Sisyphus and the European Debt
New data on the sovereign debt situation in Europe was released today and, as noted in this story at the New York Times from which the graphic below was culled, it appears that policymakers are having about as much success in reducing their debt-to-GDP ratios as Sisyphus had in getting a boulder to stay atop the hill he kept pushing it up (for those not bothering to click the link, the boulder kept rolling back down).
In short, reducing government spending to close budget gaps has had an adverse impact on economic growth, so, traditional debt-to-GDP ratios have been rising as budget deficits shrink. All told, the debt of the 17 eurozone nations rose to a new record high of 90 percent of GDP in the second quarter, up from 88.2 percent in the first quarter, prompting many economists (including those at the IMF who recently did an about-face on this subject) to conclude that slashing government spending might not be the best approach.

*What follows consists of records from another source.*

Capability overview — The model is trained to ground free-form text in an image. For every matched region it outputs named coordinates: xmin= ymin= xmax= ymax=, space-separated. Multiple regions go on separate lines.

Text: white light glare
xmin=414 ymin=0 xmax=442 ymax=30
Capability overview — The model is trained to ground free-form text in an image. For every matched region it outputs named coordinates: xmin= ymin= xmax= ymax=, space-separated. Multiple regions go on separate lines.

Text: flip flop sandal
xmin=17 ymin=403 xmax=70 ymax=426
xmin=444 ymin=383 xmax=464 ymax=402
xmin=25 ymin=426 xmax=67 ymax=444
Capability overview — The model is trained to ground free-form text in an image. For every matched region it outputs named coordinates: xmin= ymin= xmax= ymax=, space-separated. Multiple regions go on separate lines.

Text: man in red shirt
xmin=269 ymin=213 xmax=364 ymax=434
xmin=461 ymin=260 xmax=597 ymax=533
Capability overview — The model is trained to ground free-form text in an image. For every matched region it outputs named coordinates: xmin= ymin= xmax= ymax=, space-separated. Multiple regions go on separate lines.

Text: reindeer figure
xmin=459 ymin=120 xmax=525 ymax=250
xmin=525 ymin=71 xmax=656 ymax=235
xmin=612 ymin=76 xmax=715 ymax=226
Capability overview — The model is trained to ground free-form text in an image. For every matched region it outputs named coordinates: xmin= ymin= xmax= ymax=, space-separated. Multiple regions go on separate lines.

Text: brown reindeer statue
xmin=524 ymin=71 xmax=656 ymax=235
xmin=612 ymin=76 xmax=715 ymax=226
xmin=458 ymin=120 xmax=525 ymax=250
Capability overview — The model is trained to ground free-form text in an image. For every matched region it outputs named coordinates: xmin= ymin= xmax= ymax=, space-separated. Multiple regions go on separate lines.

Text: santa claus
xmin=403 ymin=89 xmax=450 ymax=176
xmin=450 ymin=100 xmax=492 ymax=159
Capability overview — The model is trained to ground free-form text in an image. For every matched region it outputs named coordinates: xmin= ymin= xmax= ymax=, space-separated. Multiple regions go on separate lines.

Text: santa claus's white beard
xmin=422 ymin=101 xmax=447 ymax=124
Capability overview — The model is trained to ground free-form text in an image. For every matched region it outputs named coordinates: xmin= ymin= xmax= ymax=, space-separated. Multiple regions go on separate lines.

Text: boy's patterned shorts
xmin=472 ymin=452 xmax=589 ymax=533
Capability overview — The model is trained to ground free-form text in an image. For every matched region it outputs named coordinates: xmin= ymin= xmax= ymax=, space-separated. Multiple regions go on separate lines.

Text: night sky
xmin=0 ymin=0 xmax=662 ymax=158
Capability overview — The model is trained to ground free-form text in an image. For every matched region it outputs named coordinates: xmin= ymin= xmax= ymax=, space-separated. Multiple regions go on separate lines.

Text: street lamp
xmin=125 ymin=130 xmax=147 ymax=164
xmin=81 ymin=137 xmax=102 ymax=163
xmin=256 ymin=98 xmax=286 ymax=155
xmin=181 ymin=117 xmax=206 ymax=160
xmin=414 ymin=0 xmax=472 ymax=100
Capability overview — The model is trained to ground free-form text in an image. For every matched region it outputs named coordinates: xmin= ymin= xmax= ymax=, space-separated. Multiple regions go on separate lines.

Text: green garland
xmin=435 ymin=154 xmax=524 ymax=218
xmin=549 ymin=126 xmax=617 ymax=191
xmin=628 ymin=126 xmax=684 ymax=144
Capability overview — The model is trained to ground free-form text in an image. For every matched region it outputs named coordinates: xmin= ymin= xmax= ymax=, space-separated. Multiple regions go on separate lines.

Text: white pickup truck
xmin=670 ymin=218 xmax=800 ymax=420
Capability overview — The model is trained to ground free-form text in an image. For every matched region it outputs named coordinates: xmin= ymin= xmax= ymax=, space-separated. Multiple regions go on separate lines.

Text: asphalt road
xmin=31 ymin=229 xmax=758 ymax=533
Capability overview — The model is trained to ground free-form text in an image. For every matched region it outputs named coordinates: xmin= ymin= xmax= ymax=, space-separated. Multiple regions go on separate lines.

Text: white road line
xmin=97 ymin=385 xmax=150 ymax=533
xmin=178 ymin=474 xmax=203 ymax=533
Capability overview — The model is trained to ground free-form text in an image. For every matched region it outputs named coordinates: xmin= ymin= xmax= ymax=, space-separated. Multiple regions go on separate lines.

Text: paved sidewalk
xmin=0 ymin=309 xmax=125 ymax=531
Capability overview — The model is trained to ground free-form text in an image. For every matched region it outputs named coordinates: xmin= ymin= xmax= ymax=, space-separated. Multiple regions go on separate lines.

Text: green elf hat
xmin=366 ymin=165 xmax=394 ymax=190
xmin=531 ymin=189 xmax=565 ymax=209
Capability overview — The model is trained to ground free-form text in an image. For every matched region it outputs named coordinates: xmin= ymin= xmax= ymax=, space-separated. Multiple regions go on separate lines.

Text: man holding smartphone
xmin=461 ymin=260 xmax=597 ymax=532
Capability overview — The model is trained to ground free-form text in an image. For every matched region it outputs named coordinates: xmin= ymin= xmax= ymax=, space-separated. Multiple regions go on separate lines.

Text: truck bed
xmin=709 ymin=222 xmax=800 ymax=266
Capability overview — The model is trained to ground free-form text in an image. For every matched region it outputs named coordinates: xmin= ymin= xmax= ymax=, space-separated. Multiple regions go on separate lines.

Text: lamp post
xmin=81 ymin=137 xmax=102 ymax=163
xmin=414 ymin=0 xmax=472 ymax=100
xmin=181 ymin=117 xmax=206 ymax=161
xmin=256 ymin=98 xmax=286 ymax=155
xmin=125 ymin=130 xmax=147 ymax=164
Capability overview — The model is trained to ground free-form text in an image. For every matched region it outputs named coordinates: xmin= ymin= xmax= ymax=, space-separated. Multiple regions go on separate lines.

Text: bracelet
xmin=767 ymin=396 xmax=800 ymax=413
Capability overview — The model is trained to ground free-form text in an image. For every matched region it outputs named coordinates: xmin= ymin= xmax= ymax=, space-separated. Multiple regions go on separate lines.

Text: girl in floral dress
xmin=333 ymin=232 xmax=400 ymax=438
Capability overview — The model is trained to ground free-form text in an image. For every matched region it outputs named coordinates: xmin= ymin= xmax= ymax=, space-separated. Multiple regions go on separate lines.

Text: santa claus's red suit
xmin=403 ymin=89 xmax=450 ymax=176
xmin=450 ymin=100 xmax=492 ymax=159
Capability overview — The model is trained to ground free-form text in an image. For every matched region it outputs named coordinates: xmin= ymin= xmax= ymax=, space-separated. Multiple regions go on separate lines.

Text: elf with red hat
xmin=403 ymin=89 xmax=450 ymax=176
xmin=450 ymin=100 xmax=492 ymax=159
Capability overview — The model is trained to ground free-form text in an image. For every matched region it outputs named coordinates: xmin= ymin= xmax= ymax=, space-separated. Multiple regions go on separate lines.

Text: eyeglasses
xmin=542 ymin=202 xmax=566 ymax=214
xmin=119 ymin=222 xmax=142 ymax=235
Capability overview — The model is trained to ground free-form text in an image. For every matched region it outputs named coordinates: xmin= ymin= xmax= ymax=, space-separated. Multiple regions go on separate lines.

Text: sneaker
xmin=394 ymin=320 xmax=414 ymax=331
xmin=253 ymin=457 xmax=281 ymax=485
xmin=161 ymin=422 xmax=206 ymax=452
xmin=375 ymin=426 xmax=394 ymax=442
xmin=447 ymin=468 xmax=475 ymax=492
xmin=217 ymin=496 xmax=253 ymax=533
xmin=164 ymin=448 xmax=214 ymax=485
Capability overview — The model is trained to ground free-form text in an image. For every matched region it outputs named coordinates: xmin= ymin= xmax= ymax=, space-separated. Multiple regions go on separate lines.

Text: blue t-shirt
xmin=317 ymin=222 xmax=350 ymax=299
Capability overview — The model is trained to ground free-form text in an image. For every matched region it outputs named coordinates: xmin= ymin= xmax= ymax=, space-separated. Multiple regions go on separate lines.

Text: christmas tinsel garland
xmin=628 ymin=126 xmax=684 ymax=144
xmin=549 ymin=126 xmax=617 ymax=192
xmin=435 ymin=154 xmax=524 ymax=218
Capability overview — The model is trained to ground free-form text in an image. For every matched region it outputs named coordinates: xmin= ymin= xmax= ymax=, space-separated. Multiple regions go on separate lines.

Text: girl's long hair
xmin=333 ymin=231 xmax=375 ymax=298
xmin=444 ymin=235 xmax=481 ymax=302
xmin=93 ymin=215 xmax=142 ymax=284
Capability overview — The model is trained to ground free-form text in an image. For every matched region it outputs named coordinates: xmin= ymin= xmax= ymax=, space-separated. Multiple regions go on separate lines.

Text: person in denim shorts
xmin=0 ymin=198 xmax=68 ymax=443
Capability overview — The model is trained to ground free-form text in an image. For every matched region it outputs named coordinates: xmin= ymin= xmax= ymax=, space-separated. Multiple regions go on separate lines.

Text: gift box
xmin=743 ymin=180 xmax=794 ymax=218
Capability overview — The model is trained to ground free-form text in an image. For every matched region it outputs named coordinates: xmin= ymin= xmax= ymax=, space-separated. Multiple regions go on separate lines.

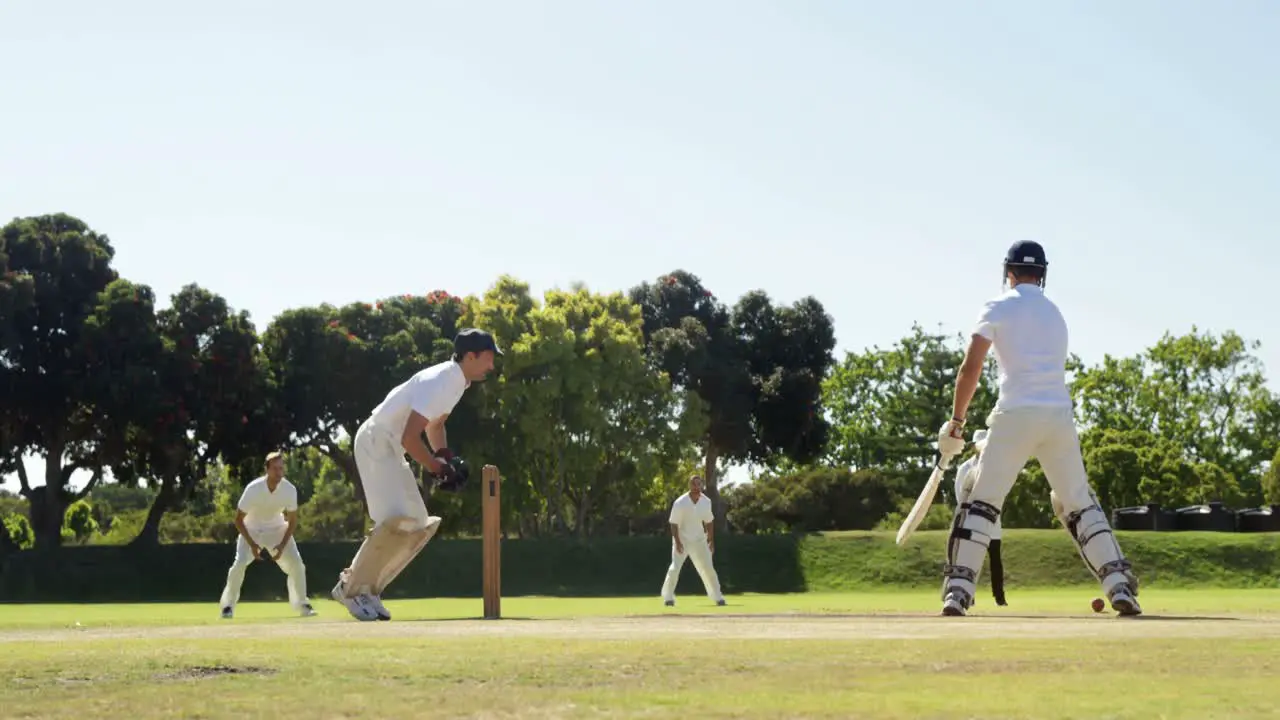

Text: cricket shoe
xmin=361 ymin=594 xmax=392 ymax=620
xmin=1110 ymin=583 xmax=1142 ymax=616
xmin=942 ymin=591 xmax=969 ymax=618
xmin=329 ymin=578 xmax=378 ymax=623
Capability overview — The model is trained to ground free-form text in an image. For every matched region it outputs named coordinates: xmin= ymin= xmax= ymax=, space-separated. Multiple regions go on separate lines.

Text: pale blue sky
xmin=0 ymin=0 xmax=1280 ymax=487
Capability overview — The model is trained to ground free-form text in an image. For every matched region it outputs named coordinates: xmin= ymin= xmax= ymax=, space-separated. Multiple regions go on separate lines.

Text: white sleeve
xmin=236 ymin=486 xmax=253 ymax=512
xmin=410 ymin=375 xmax=467 ymax=420
xmin=973 ymin=300 xmax=1002 ymax=341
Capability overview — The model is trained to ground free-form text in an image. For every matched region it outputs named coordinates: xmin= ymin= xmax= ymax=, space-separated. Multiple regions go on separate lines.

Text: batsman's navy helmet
xmin=1001 ymin=240 xmax=1048 ymax=287
xmin=453 ymin=328 xmax=502 ymax=357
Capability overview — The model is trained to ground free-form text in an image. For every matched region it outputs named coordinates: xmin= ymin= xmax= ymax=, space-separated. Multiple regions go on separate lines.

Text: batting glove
xmin=938 ymin=420 xmax=965 ymax=457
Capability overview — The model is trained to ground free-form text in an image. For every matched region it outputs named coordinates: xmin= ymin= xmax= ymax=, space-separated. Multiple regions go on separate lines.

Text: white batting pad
xmin=1048 ymin=489 xmax=1138 ymax=597
xmin=942 ymin=501 xmax=1000 ymax=607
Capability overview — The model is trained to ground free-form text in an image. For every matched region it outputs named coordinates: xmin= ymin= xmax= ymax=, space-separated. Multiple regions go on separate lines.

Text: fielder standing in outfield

Of course, others argue that there are no good solutions to Europe’s debt troubles given where they started out when the sovereign debt crisis began in 2009 and this is particularly true for a country like Greece, where, just a few years ago, government spending accounted for nearly 50 percent of economic output.
The words of GMO’s Jeremy Grantham are applicable here as, when asked how he’d remedy the world’s economic ills, he famously said some time ago, “Well, I wouldn’t start from here”.